Medicare Supplement Insurance
Medicare Supplement Insurance, commonly called Medigap, is designed to supplement your Original Medicare coverage. Like Medicare Advantage plans, Medigap plans are offered by private insurance companies. They can make your medical costs more manageable by covering things like deductibles and copays for medical services. If you sign up for Medigap, you'll pay a separate premium for the supplemental coverage. Connecticut is one of 47 states that standardize their Medigap plans the same way. Minnesota, Massachusetts and Wisconsin follow different standardization guidelines.
Who Is Eligible for Connecticut Medicare?
Some Connecticut residents are enrolled automatically in Original Medicare. You may qualify for automatic enrollment if you start receiving Social Security retirement benefits at least four months before your 65th birthday. Automatic enrollment also applies if you start receiving benefits from the Railroad Retirement Board before you turn 65. If you don't qualify for automatic enrollment, you can enroll during one of several enrollment periods.
- Initial Enrollment Period: The IEP is your first chance to sign up for Original Medicare. This period starts three months before you turn 65 and ends three months following your 65th birthday. It's best to sign up during the IEP to avoid the potential for late enrollment penalties.

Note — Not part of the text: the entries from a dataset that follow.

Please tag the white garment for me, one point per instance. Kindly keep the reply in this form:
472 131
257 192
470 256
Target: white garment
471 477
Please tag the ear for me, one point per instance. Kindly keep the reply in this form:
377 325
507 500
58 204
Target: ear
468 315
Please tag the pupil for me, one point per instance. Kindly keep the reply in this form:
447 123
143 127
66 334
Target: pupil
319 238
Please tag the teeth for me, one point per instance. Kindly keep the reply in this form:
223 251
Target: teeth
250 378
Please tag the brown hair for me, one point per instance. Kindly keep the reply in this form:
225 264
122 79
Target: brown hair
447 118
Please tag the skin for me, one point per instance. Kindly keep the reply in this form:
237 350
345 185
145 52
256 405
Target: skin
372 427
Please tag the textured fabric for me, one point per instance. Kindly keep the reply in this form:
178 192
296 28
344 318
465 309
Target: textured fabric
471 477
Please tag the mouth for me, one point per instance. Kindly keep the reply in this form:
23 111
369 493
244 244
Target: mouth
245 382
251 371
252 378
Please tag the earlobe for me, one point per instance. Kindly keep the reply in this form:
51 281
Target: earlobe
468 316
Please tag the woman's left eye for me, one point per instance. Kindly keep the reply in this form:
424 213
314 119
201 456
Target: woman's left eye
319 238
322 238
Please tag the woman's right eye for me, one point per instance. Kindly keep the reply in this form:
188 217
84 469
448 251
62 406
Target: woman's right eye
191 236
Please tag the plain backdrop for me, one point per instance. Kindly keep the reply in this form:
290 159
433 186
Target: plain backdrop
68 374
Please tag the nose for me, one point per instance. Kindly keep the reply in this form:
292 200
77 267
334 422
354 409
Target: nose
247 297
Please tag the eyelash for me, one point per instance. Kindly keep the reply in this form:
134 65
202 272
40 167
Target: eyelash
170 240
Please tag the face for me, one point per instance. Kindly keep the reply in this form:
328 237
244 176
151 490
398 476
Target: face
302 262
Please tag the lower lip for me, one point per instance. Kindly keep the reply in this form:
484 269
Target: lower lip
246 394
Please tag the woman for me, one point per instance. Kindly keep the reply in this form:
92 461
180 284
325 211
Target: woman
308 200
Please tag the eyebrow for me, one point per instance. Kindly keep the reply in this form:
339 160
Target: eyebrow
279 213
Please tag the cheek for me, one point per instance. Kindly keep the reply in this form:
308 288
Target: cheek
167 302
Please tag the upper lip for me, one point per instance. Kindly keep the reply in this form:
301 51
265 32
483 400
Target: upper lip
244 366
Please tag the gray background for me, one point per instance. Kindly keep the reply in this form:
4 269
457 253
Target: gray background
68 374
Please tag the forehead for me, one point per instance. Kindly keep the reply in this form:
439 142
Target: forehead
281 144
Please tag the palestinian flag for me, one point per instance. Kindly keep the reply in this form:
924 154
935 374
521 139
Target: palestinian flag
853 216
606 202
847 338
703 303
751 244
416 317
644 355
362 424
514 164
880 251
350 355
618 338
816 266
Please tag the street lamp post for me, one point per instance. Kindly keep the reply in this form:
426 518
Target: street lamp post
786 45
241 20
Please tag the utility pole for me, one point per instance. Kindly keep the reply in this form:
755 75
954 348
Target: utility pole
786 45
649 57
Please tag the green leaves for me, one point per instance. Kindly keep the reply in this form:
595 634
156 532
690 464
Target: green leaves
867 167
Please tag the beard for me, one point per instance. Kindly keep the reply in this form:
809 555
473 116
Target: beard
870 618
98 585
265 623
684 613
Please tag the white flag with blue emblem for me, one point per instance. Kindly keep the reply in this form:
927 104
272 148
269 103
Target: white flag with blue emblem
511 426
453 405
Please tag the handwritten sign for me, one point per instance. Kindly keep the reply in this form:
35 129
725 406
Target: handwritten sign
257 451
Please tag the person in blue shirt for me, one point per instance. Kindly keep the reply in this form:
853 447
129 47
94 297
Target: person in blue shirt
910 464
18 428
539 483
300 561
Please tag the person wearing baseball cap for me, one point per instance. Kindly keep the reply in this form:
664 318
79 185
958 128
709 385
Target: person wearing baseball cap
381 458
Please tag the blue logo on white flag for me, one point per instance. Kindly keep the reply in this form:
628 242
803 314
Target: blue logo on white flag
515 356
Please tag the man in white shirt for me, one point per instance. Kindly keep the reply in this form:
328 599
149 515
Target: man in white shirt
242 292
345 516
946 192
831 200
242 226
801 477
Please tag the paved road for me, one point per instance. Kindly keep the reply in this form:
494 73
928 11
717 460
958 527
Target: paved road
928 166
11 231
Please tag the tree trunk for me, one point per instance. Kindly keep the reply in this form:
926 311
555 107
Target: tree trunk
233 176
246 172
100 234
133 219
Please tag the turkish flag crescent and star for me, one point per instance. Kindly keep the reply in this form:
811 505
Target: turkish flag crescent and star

- General Enrollment Period: If you didn't sign up for Original Medicare during your IEP, don't worry. You can still enroll, but you may have to pay a penalty for late enrollment in Medicare Part B. The GEP occurs once each year, from January 1 to March 31.
- Special Enrollment Periods: If you don't enroll during the IEP or GEP, you can't enroll until the next general enrollment period unless you qualify for a special enrollment period. You may be eligible for a special enrollment period if you lose your employer-provided health insurance or you're no longer eligible for Medicaid coverage.
- Open Enrollment: Open enrollment is your chance to make changes to your Medicare coverage. If you're enrolled in Medicare Advantage, you can switch back to Medicare Advantage. You can also switch from Original Medicare to Medicare Advantage or change Medicare Advantage plans during this period. Open enrollment lasts from October 15 to December 7 each year.
How Do I Enroll in Medicare in Connecticut?
To enroll in Original Medicare, do one of the following:
- Submit an online application.
- Apply in person at a Social Security office.
- Call 800-772-1213 to speak with a Social Security employee.
Contact Information for Connecticut Medicare, Medicaid and Insurance Help
The Connecticut Medicaid program provides health coverage for low-income residents.
CHOICES (Connecticut) Health Insurance Assistance, Outreach, Information and Referral, Counseling, Eligibility Screening serves as Connecticut's State Health Insurance Assistance Program. The program has trained counselors available to help people compare Medicare plans and make coverage decisions.
State Department of Aging and Disability
The State Department of Aging and Disability provides a wide variety of services to help older adults stay active and independent.
State of Connecticut Insurance Department
Any Connecticut resident with a complaint about their health insurance provider can contact the State of Connecticut Insurance Department to lodge a complaint.